Below is an article on women and slashfic that one of my friends sent me a while back. It was written several years ago (2004), so some aspects of it may be out of date, and the authors are evolutionary psychologists, so that's the perspective they are coming from. I think the article is pure and unrelenting bullshit, but I thought I would share it anyway, since it seemed appropriate for this comm. You will most likely either find it hilarious or infuriating. Possibly both.
Slash Fiction and Human Mating Psychology
Some of the more bizarre assertions made by the authors:
"One hypothesis that might account for the existence of slash is simply that the women who write and read this erotic subgenre are, in some yet-to-be-determined way, psychosexually unusual--analogous, for example, to male paraphiliacs."
"While slash fans produce a great deal of slash-related artwork, it is unabashedly romantic, very much in the vein of romance novel cover art. It may depict nudity, but it almost never depicts penetration."
"In describing their characters, slash writers are to some extent constrained by the physical traits of the actors who play the roles in the series being slashed, but poetic license regularly enables the main POV character to be "feminized": that is, to be portrayed as the smaller of the two, physically weaker, lighter in coloring, more seductive, more in touch with his emotions, and quicker to perceive the development of mutual love."
From the sound of it, they did not actually talk to any slash fans before writing their article. What they did was browse a couple of web archives, and conducted a survey of 22 romance novel fans after they had read a (published) gay romance novel.

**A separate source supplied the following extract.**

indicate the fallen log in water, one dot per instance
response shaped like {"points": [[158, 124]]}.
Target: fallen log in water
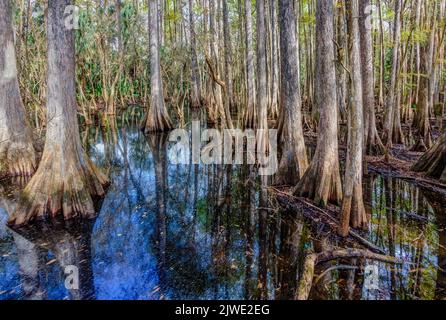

This article was also expanded into a book entitled Warrior Lovers: Erotic Fiction, Evolution, and Female Sexuality. It's available for free at the link, and has gotten some rave reviews. If you can stomach 100 pages of this sort of BS, consider writing a review to balance the others.
| | Pica's Harry Potter Fandom Journal ( |
January 21 2012, 20:12:21 UTC 4 months ago
January 23 2012, 14:21:14 UTC 4 months ago
I didn't know they actually got the deal. I heard through someone that their publisher dropped it like a hotcake when it was revealed that one of them fraudulently claimed to have gone to an Ivy League university.
January 21 2012, 22:06:05 UTC 4 months ago
While the slash stories run the gamut from romantic to abusive, consensual to non con, the femslash is almost never romantic. I can only think of one that was and it ended with one of the pairing being killed. And yes, the use of a dildo is linked to power more than pleasure. Woman was texted/subtexted bi or lesbian do not get happy endings. The women are generally depicted as using each other for sex or seeing to some dark desperate situational need.
January 21 2012, 22:16:46 UTC 4 months ago
January 22 2012, 00:06:32 UTC 4 months ago
Lesbians write romantic femslash all the time as do many bi women. Lesbians however, rarely write slash, and it is usually romantic. (though people into BDSM tend to put that content above gender) Many men write romantic femslash, much like women writing slash. I know a femslash community started by lesbians, that is being kept alive by mostly men who lean so heavily toward romance that there is very little mature content regularly posted, (except by the active lesbian writer).
On the flip side, Femslash with a high level of violence or which romanticizes non con often has tells letting you know it's a man. As for Harry Potter- it has some of the most horrific glorified violence, non con and not even remotely playful BDSM found in femslash. Some does deal with the complexity of abuse and healing from it to create romance, but much labeled romance just isn't. Potter lets you magically heal wounds and bring women( or underage Hermione) back from the brink of death. The more violent work has male fantasy tells featured in porn and the anatomically impossible or inaccurate, I like to think the writers aren't women. Though I agree with a previous post, that the comments are usually scarier. If a femslash story on a site like FF.net has a lot of comment despite being poorly written, I've noticed it features highly objectified women and violence against them.
January 23 2012, 14:27:14 UTC 4 months ago
It's sad: there are a heap of awesome female characters in said fandom, and there are plenty of subtexty moments. ("Intellectually attracted to her"? Yeah, right.)